Outside the USA the term trash can is not used. So the
user might not understand this is the delete button. The
delete button is tied to some important bit of
information. They press it to try and work out what it
does. Oops, that information is gone. The object
recognition then has to know what country your device is
using and then use that’s countries term for a rubbish
bin (Australian term for trash can). This again assumes
this icon is a delete button. There is no guarantee the
designer of that app will use internationally standard
icons. Yes, there is an organisation that defines all
the icons, emoticons, etc.
standardised icons. Object recognition has a long way to
go and requires far more research. I do have the hope it
will be able to handle complex images like organisation
Note, the above is
just an example demonstrating AI is not a silver bullet.

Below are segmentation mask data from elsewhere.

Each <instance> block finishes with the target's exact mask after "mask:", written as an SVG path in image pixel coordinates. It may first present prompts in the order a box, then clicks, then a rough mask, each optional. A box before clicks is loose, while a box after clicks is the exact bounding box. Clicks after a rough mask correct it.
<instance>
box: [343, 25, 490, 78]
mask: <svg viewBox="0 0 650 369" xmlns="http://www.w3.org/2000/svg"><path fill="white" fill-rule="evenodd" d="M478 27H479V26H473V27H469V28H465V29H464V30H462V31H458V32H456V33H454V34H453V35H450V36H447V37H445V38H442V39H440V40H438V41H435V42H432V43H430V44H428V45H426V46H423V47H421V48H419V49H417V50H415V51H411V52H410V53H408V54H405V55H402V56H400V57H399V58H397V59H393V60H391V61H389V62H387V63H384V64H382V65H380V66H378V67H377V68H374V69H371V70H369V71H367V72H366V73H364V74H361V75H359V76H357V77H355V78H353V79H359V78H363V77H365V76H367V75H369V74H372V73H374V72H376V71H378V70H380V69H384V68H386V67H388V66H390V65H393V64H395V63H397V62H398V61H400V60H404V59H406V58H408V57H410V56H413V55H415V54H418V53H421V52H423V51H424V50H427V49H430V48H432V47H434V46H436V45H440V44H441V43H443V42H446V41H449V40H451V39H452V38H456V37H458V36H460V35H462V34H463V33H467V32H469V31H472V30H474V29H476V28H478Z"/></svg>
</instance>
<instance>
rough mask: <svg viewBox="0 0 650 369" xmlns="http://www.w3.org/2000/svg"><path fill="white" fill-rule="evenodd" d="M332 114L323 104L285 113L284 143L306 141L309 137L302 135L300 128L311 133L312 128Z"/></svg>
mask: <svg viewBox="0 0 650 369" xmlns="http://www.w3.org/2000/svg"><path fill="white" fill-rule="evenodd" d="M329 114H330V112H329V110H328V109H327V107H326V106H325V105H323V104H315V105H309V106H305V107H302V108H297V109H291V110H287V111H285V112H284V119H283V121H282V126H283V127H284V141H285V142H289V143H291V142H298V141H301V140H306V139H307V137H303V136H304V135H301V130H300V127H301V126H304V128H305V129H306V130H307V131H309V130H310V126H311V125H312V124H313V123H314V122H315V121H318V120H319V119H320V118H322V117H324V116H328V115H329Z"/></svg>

It does help, but I have seen situations on Apple where
it has caused more problems than it fixes. Especially if
the button, link, etc already has an accessible name
which VoiceOver reads out. The Apple solution still
gives you the object recognition icon which makes things
to verbose. Before it is introduced into any screen
reader. Real careful thinking needs to be taken into
consideration how it is adopted. As I can see it
becoming more of an annoyance than a solution.
I am not saying it
should not be explored to see how it will help. One area
is AI dynamically changing the UI of a program to make
it easier for a keyboard user. This is one thing that
people are already doing work on.
So one thing I enjoy
about VoiceOver on my iPhone is it has gotten really
good at using UI to make otherwise inaccessible UI
elements available to interact with. More than just
simple OCR, it can ascertain the layout and make
educated guesses about controls like buttons and tabs,
greatly expanding the usability of apps that otherwise
would be partially or totally inaccessible.
Is there any chance
NVDA will eventually reach that level of sophistication?
I know there are third party add-ons that attempt to
bridge that gap for specific types of apps, for example
the great Sibiac add-on which helps make certain music
production apps and plugins accessible with NVDA, but it
would be great to see these capabilities broadened and
rolled into the core functionality of the product.